0

Recently I was implementing a Kryo serializer for a Kafka Streams DSL application. Kryo is not thread-safe by default, and serialization methods were throwing exceptions most likely caused by unsynchronized access from multiple threads. Adding synchronization solved the problem, but raised some questions.

What is the threading model of Kafka Streams application with respect to different processing objects? Which objects are shared between threads and which are being used by a single thread only? Is it safe to have an unsynchronised local state (fields, not state stores) in these objects?

I'm especially interested in Processor / Transformer and Serializer / Deserializer objects.

I've seen this answer, but it's still not clear to me. Note I'm not trying to share any state between threads, but rather to avoid having such shared state.
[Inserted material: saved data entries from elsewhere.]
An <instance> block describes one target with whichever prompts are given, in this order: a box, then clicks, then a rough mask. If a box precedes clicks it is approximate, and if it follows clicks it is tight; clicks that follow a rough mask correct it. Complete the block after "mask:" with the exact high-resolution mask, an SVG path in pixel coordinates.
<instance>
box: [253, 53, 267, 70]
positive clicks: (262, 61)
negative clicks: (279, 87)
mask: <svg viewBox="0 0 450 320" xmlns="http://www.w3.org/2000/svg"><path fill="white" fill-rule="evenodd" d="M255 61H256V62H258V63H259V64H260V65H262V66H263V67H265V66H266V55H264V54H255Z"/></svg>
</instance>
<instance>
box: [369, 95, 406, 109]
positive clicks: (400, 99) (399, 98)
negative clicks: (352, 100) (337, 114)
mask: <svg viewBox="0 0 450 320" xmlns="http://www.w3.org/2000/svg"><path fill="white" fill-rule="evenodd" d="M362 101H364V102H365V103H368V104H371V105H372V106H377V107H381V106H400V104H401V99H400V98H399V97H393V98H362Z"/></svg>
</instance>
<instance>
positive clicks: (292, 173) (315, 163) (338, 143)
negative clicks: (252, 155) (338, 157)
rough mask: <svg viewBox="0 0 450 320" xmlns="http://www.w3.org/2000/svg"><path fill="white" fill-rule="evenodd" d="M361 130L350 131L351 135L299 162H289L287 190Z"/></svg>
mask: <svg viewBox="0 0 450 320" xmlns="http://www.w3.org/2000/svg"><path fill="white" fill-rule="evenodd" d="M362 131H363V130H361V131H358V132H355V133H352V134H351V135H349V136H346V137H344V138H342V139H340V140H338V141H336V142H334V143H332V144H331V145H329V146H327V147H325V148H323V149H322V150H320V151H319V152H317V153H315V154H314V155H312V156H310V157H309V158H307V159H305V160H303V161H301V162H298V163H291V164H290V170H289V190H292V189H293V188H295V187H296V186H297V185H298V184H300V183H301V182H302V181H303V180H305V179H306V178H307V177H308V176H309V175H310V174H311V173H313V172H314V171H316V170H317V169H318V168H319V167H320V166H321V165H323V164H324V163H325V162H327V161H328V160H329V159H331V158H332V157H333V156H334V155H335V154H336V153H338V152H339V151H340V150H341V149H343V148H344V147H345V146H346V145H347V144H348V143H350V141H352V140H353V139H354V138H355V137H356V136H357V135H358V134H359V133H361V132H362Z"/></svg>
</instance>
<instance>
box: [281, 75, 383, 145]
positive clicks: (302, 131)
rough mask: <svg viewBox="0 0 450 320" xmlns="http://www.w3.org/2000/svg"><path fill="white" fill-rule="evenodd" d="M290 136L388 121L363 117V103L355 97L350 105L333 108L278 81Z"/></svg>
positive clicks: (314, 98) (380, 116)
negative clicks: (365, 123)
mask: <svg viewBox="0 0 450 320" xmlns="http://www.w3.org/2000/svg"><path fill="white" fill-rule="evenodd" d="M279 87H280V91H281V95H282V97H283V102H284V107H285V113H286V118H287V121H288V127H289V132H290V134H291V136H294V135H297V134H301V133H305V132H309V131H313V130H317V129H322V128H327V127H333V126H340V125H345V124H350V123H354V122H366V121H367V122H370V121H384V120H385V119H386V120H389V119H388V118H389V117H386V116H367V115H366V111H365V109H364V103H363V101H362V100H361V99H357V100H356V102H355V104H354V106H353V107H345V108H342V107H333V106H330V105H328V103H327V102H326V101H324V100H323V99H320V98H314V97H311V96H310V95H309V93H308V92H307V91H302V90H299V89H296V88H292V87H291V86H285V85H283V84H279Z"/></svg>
Both DSL and PAPI require a supplier (i.e. factory) for Processors / Transformers, Serde interface is also a factory, so I assumed that a single instance is created per thread or per task. This assumption seems to be false, but at the same time it's very weird to accept a factory, create multiple instances and then access them from multiple threads at the same time.


My Serde implementation basically looks like this (a new Kryo instance is created per Serializer / Deserializer instance):

public class MySerde<T> implements Serde<T> {
    @Override
    public Serializer<T> serializer() {
        final Kryo kryo = new Kryo();
        return (topic, data) -> { /* use kryo instance */ };
    }

    @Override
    public Deserializer<T> deserializer() {
        final Kryo kryo = new Kryo();
        return (topic, data) -> { /* use kryo instance */ };
    }
}

Serdes were invoked for reading / writing repartition topic:

stream
    .groupByKey(Grouped.with(/* set serdes here */))
    .windowedBy(...)
    .aggregate(...)
Boris Sukhinin
  • 110
  • 1
  • 7

1 Answers1

0

I've put up a small demo application to detect concurrent access to serdes and transformers: https://github.com/sukhinin/kafka-streams-threading.

  1. Serializers and deserializers are accessed concurrently from multiple threads and thus must be thread-safe.

  2. Transformers are accessed from a single thread at a time.

Still I would be grateful to hear from someone with more Kafka Streams experience.

Boris Sukhinin
  • 110
  • 1
  • 7